I had a slide show up of my family and friends but it was annoying me that I couldn't turn it off. Sorry if you missed it. It wasn't that important for this post anyway.
Added later this morning . . . . Thank you for all of the comments. William's family marks tomorrow as the anniversary of his death but I always set aside today as the anniversary of the last day of his life. I'm not sure why I do that. I find myself thinking two years ago right now, he was here and no one had any idea what was about to happen.

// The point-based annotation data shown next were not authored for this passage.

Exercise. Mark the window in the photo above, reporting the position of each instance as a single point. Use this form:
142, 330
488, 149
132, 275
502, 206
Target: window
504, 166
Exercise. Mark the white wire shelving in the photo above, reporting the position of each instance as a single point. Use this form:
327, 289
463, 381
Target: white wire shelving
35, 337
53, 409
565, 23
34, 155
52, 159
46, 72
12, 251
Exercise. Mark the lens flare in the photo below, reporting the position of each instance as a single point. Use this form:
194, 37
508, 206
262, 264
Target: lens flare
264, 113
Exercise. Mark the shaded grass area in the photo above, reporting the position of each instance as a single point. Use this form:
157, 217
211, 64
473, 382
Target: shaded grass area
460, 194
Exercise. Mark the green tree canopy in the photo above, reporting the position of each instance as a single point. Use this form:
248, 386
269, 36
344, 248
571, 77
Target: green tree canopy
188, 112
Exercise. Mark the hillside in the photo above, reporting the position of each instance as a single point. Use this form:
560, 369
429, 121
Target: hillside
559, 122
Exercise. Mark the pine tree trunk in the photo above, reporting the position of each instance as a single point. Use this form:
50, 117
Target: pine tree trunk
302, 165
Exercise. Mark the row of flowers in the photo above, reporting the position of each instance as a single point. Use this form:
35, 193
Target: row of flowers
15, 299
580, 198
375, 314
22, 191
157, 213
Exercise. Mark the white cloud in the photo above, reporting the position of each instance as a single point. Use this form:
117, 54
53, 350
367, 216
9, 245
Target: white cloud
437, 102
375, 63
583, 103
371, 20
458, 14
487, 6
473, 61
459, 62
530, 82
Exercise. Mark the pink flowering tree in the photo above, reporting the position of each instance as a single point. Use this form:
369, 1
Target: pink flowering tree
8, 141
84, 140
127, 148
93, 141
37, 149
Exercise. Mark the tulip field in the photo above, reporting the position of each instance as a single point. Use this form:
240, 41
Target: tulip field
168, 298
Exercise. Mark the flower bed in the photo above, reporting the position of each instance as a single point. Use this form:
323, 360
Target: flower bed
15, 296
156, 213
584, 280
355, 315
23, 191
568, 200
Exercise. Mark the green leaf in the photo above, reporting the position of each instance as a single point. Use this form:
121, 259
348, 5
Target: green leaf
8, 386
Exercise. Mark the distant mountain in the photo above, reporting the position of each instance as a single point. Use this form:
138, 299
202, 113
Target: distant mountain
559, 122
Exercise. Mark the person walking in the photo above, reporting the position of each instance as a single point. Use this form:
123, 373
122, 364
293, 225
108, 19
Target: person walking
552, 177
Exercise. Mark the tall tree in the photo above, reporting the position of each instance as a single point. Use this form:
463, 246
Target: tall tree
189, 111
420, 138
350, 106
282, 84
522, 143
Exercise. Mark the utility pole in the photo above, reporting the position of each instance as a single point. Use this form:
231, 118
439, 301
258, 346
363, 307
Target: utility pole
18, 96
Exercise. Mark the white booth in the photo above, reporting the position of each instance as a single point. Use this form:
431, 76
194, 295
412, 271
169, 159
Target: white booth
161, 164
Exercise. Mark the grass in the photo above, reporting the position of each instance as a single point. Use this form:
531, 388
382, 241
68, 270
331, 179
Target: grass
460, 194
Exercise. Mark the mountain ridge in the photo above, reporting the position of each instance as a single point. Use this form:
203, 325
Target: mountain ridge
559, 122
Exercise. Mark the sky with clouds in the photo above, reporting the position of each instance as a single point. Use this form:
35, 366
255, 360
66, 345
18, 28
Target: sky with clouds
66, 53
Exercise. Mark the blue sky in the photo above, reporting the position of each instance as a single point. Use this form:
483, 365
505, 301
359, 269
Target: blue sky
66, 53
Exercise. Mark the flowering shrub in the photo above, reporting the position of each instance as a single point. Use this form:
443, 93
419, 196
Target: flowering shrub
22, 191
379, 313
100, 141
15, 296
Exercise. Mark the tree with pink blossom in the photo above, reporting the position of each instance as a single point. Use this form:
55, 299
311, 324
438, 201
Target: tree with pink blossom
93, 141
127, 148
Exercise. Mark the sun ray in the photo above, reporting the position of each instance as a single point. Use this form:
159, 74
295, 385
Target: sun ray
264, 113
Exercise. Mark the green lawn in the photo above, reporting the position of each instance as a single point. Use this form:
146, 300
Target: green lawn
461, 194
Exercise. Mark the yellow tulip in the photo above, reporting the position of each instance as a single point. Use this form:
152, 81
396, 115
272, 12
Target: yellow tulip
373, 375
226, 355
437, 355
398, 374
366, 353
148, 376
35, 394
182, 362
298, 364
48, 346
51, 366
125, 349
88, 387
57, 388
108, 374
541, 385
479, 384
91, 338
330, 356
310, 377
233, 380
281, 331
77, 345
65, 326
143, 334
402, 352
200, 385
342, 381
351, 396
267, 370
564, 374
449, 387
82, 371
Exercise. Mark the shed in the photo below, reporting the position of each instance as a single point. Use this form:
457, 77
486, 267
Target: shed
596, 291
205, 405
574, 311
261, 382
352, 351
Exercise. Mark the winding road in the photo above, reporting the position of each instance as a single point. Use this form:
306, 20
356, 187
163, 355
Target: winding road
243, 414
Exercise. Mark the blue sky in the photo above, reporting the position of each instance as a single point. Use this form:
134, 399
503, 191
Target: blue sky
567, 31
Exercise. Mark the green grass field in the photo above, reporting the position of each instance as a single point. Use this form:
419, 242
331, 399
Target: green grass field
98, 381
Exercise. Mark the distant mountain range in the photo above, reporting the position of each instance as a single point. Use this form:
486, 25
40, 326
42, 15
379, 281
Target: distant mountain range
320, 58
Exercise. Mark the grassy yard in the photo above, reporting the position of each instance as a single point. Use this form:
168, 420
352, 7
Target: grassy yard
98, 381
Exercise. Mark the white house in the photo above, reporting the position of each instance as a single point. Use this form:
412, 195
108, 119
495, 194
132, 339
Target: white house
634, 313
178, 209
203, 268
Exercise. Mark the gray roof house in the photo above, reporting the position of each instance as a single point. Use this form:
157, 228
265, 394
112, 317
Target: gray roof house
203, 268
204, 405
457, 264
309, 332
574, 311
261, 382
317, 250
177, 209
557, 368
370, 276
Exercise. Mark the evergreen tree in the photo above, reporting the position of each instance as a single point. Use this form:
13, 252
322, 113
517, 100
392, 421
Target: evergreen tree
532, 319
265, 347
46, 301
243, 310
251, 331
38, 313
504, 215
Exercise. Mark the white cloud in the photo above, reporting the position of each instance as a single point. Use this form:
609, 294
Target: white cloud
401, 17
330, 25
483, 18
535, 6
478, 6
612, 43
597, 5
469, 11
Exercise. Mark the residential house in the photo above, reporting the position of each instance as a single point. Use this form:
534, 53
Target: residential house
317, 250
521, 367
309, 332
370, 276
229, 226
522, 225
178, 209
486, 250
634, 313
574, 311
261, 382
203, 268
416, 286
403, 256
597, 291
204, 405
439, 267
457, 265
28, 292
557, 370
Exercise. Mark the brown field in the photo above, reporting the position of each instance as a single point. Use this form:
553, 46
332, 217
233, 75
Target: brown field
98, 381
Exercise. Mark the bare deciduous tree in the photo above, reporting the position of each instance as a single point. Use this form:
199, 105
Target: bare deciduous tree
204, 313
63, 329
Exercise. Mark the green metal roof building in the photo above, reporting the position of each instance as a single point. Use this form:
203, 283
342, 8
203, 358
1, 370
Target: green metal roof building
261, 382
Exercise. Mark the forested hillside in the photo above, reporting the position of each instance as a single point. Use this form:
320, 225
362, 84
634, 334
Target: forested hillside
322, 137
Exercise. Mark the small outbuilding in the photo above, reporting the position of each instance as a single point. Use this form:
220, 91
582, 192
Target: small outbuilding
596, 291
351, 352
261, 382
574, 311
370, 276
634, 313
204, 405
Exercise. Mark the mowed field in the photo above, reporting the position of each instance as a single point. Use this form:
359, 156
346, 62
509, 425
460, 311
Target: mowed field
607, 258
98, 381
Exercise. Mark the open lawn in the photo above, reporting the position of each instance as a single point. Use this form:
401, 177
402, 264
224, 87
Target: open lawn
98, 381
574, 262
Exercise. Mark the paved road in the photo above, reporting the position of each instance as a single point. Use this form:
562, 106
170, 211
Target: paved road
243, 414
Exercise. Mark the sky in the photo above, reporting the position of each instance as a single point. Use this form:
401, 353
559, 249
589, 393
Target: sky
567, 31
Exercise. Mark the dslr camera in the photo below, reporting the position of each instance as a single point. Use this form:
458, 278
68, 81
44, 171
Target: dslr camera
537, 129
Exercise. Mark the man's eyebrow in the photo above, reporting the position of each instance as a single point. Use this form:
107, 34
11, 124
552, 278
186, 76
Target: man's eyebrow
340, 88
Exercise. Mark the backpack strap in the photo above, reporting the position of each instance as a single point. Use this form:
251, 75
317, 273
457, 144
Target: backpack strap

I want to add after reading your lovely comments . . . no matter what we do, bad things can happen and tragedies happen and we all have our faults as parents. We can only do our best I agree. For me, it is just the ultimate reminder to not feel badly about being strict or snoopy and to sit and talk with and really be with my kids every minute I can. My husband and other best friend were pall bearers and I remember at the graveside John, our other best friend, saying they were appropriately taking William on his last hike. John had hiked many, many times with William over many years. My kids stood with me and watched this and watched the incredible waling of William's family and we hugged and I told them "Don't you dare ever put me through that" - it was a very painful experience for my kids to lose their friend and even more painful and shocking to see how very much William's family was hurting and still hurt to this day. My purpose for sharing all of this today is to remind all of us, especially me, to stay involved, say the stuff to our kids we sometimes get too lazy to say or assume is understood, hug lots, say "I love you's" lots, and to not let up on the message to our kids that they just cannot be using any drugs ever. One more poignant part of the story for me . . . William's father found out that has son had died because another kid who found William found William's cell phone in his pocket and went through the contacts and "dad" comes before "mom" in a contact list. William's dad was so delighted to see his son calling him as his son didn't want to talk to him in the weeks before he died because he was coming down on him for the marijuana, only to find a stranger on the phone telling him his son was dead. William's family and my husband and other friends spent most of the day in a police station waiting to confirm it was actually William that was found as no one was allowed at the "crime scene". Can you imagine having to do that?